Görüyorum ki Haziran benim için verimsiz bir ay olmuş. Öylesine vurdumduymaz bir moddayım ki şu an, bu vurdumduymazlıkla sorumluluk alıp bir şeyler yazmayı denemem hayret verici. Ayda sadece 2 yazı yazmak bir şey değil de, yazmayışımın nedenleri sinir bozucu. Final dönemini tek bir hasarla atlattım, Şile'den ayrılmak oldukça can sıkıcıydı, dönemi Bengü'nün kolbastısıyla kapatmak bir o kadar ironikti, kendimi bi anda Altınoluk'ta bulmamsa bütün dengemi bozdu. İlk haftanın oldukça sıkıntılı geçtiğini söyleyebilirim, "Altınolukta olan bir ben"den beklenmeyecek kadar kötü bir performanstı. Sonra nasıl olduysa, bir vurdumduymazlık geldi üstüme, burdaki eski ve saçma sapan hayatıma döndüm. Altınoluk sahil, bira, gündüz görsem tanımıycağım ama gece muhabbetin dibine vurduğum insanlar.. Benden bir beklentisi olmayan, benim de kaybetmekten korkmayacağım insanlar çoğu. Bir siluetten ibaret hepsi.
Bugün Altınoluk'ta kim bilir kaçıncı kez sabahlarken, o 1 haftadan sonra, Kaz Dağı eteklerinde kısmen de olsa nefes alabildiğimi fark ettim. Fazla oksijenden olsa gerek, hafızam canlandı, buradaki bütün hayaletler bir bir dikildi karşıma. Gariptir, onlarla yaşayabiliyorum, ya da uykusuzuktan, aptal aptal gülüyorum hepsine.

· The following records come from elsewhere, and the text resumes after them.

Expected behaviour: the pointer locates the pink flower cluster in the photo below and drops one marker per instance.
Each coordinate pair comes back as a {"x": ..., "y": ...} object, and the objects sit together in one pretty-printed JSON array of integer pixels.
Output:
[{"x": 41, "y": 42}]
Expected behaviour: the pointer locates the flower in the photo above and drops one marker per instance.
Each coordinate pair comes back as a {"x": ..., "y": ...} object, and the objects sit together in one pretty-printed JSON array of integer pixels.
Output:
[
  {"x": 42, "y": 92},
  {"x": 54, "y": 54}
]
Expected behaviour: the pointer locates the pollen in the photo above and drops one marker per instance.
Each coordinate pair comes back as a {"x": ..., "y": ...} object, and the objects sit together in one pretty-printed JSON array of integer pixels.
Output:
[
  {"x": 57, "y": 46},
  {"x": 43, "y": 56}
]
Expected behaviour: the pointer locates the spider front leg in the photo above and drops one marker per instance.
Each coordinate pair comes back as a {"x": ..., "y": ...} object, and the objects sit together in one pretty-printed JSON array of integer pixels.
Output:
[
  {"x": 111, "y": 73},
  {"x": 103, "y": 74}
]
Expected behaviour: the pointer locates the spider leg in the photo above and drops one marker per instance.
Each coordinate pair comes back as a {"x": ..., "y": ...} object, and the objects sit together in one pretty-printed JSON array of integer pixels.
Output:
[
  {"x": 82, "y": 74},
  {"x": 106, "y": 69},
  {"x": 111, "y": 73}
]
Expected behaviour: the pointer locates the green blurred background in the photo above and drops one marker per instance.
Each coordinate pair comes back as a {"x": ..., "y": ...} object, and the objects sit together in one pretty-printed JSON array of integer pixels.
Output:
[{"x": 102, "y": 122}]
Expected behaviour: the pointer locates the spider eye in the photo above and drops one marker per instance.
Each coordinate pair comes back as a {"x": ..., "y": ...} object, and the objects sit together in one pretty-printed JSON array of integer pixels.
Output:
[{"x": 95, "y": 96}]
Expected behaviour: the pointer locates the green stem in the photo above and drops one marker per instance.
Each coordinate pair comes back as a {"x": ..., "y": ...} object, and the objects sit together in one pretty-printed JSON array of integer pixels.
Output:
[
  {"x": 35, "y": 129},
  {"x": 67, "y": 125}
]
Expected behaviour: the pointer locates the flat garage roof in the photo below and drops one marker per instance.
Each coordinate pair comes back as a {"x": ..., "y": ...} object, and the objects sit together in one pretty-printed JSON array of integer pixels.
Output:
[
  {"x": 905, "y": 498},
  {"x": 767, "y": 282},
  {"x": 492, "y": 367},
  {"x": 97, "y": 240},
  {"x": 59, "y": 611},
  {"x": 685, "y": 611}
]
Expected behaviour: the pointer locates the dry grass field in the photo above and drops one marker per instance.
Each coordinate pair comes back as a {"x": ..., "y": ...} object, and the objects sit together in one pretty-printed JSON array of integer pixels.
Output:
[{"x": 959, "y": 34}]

Yine de, her şeye rağmen, hep söylerim, en zoru burayı terk etmektir, burada olmak acı verse bile, ayrılırken de acı çekersiniz. Geçici ayrılığımıza az kaldı, bir yaz daha kaçıyorum, dönüşümdeyse, Altınoluk'u en sevdiğim haliyle bulacağım, sessiz sakin, ve muhtemelen parçalı bulutlu.